Barrio de Argüelles (Madrid)

5 de marzo de 2016

A las siete y media de la tarde, Don cruzaba la calle Princesa en la parte trasera del Audi negro junto a la compañía de Mariano. En el dial, Mariano había sintonizado Radio Nacional Clásica. Una pieza de piano salía por los altavoces laterales del coche. El sol de la tarde caía entre las torres de edificios que protegían la ciudad. El cielo raso se teñía de un color violeta propio del atardecer primaveral. Marlena no habría puesto reparos a la invitación de su jefe, ya fuese por gusto o por temor, algo que a este le importaba lo más mínimo. Desde muy temprano, Don aprendió a vivir sin preguntar más allá de lo necesario. Las cuestiones no siempre tenían una respuesta, por lo que, en muchas ocasiones, solo daban lugar a otras preguntas. Perfumado y vestido con americana de color azul marino, pantalones crema y camisa blanca, estaba dispuesto a pasar una buena tarde en una cálida compañía, disfrutar de la cena de uno de los mejores asturianos de la ciudad y quién sabía, tal vez se animara a echarle el brazo por encima del hombro y acariciar la piel de su subordinada. Antes de subirse al vehículo, ya se había prometido que no la llevaría a su casa, aunque eso no significara que no podía divertirse con ella. Para él, el código estaba por encima de las necesidades, y sabía que romperlo, por un impulso emocional, no le traería más que problemas. La historia de la humanidad lo había demostrado.

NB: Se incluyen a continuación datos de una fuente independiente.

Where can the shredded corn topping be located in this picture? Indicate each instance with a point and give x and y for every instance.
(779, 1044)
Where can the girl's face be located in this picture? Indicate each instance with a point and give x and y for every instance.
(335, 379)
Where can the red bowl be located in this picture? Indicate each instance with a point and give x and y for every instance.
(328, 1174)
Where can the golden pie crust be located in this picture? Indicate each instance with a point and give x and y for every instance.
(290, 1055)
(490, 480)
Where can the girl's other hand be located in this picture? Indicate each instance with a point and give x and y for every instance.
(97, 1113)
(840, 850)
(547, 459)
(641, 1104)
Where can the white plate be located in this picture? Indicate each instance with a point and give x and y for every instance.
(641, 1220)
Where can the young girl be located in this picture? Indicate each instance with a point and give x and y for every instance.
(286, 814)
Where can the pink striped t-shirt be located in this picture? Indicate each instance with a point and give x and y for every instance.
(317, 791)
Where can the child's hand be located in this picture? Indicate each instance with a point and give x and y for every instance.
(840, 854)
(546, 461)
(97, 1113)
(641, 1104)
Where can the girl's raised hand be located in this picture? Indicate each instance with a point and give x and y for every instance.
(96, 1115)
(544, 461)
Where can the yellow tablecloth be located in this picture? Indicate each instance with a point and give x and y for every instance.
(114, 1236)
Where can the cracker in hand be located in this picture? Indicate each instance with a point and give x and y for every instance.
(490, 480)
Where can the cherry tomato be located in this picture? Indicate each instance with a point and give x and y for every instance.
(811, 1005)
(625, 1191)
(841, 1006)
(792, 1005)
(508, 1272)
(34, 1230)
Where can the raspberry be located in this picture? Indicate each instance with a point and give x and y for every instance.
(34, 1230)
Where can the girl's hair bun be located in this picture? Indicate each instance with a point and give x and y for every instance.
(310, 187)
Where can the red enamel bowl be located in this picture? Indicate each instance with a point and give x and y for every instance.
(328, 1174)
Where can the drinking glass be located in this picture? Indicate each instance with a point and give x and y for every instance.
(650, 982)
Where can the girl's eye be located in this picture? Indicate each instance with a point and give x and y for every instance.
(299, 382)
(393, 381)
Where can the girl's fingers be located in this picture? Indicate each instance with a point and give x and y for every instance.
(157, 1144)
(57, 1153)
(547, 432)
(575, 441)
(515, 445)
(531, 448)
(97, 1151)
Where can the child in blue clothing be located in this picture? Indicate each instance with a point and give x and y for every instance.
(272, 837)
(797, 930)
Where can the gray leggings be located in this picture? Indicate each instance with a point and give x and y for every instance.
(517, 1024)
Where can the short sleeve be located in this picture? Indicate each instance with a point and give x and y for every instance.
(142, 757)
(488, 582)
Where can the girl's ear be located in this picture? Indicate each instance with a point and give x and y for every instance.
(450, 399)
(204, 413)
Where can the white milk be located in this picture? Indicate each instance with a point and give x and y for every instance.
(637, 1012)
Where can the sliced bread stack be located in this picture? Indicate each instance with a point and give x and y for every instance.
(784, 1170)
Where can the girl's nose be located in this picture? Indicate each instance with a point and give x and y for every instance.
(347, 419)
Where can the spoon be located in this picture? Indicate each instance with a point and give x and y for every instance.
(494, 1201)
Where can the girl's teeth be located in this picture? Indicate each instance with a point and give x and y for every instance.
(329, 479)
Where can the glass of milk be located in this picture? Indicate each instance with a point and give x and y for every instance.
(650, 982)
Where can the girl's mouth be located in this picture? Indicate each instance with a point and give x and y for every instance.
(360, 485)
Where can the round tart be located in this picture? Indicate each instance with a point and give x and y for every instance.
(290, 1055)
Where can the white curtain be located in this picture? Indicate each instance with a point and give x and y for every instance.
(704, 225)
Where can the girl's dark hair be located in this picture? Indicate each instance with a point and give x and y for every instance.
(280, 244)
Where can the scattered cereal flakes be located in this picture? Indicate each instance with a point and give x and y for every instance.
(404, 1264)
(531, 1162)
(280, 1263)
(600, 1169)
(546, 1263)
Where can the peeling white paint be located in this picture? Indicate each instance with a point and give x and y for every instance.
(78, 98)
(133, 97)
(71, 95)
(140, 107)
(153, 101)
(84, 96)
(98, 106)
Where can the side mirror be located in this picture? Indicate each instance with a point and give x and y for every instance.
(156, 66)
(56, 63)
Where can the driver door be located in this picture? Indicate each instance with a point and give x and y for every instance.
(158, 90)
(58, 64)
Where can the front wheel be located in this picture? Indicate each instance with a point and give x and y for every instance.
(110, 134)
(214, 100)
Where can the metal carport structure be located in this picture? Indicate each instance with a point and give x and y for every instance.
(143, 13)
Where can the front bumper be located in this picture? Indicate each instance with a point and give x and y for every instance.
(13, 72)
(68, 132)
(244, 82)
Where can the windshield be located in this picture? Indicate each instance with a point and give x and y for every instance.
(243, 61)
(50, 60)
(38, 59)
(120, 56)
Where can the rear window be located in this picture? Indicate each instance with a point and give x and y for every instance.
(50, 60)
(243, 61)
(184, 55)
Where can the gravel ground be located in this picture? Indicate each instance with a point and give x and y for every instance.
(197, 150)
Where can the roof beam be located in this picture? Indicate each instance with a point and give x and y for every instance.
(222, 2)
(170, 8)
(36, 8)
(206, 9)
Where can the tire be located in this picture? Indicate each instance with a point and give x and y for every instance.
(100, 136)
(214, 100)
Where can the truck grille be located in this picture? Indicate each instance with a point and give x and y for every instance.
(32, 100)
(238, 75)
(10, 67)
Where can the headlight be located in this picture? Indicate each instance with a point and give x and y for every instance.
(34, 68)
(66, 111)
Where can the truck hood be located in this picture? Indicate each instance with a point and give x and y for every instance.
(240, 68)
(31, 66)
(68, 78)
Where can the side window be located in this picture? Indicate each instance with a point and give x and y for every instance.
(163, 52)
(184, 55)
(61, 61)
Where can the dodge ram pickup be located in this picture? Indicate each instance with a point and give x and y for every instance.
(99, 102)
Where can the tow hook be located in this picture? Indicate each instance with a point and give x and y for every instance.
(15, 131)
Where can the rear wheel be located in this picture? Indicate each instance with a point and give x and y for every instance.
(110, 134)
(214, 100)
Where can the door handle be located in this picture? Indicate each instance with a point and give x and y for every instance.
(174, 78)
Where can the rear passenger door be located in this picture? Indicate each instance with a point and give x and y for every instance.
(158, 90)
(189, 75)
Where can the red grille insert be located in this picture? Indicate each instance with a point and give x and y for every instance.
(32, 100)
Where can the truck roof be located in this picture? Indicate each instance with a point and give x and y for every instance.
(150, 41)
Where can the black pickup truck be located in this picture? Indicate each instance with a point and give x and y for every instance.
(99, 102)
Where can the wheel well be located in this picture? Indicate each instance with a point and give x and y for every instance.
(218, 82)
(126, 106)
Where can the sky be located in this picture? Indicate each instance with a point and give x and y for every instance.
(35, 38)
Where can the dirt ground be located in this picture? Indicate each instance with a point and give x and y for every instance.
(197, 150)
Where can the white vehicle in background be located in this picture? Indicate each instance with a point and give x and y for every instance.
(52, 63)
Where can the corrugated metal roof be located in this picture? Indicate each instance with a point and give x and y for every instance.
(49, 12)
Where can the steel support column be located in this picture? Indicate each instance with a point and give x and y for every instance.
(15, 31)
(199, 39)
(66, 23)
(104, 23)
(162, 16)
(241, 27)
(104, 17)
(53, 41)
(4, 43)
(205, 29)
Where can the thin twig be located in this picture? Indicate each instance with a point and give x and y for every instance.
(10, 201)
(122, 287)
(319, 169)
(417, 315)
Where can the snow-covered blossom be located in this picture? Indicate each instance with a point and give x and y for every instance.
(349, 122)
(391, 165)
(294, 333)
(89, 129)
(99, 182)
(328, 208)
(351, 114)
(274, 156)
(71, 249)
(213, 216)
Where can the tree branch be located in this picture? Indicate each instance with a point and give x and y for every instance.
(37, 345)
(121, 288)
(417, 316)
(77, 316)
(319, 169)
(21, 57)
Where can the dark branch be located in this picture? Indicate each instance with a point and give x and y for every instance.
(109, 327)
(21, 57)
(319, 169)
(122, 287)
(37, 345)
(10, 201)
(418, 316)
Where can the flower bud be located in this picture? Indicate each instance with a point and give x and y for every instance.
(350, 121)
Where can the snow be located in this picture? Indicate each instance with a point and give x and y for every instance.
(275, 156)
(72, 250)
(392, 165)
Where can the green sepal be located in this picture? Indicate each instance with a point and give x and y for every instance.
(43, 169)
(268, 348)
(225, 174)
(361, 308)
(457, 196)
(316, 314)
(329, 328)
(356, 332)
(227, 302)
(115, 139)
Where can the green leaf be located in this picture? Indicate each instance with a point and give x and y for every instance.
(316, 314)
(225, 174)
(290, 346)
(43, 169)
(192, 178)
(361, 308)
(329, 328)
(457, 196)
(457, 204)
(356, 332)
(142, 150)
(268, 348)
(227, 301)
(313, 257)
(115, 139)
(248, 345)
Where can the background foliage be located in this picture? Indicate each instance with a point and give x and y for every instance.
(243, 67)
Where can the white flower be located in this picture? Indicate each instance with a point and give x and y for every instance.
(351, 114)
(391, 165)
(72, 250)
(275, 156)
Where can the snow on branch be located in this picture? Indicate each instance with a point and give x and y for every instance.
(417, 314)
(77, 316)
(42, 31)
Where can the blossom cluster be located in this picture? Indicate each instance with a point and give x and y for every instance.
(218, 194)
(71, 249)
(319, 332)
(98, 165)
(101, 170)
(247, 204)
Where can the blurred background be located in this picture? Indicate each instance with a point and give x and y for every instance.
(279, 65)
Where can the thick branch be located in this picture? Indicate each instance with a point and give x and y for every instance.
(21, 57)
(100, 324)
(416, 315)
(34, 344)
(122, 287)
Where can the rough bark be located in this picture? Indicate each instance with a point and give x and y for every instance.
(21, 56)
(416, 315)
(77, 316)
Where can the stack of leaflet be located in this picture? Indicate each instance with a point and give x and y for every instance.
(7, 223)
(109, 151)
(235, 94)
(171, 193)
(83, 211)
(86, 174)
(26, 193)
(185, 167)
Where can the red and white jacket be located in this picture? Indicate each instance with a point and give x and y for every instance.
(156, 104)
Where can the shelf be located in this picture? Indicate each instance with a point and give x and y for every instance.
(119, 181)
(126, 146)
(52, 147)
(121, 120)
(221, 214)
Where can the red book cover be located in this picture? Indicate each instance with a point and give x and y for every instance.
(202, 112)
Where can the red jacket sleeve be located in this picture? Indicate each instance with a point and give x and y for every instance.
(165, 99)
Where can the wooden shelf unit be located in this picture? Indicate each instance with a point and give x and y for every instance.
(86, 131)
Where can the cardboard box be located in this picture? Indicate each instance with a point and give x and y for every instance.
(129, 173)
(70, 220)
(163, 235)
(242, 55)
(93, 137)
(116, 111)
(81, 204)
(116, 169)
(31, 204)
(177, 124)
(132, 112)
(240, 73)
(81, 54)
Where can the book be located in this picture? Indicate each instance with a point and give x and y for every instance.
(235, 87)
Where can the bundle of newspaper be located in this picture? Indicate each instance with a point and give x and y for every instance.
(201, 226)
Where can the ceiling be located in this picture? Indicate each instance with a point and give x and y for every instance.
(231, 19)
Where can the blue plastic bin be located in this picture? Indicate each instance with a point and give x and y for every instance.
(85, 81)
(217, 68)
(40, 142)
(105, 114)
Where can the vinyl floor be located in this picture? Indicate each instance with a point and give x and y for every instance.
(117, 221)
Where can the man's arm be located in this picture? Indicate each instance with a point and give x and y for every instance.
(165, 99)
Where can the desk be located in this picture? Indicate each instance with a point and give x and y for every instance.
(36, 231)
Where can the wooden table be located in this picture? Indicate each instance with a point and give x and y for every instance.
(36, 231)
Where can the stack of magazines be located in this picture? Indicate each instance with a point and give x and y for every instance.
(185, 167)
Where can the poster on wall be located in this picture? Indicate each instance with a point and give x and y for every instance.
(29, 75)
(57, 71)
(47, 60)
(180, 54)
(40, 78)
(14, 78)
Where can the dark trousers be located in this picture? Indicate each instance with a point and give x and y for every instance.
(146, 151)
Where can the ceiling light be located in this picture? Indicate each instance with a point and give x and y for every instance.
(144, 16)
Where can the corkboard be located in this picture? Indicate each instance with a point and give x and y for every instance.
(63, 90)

El coche se detuvo frente al portal de un edificio cuando una esbelta y bellísima mujer cruzó la puerta de la entrada. Las pupilas de Don se dilataron al ver la longitud de las piernas de Marlena, desnudas hasta la rodilla, cubiertas por un vestido negro con transparencias y un abrigo de primavera del mismo color. La mujer tenía los labios pintados de rojo y el cabello azabache brillaba más que nunca.

—Bendito ángel —dijo el conductor observando a la chica—. Procure que no se le caigan las alas.

—Espere aquí un momento —respondió y salió del vehículo. La mirada de Marlena, cubierta de polvo de maquillaje y máscara de pestañas, se iluminó como un cielo tras la tormenta.

—Espero que no haya exagerado con el vestido —dijo ella con una sonrisa mostrando cada uno de sus brillantes dientes—. No me dijiste a dónde íbamos…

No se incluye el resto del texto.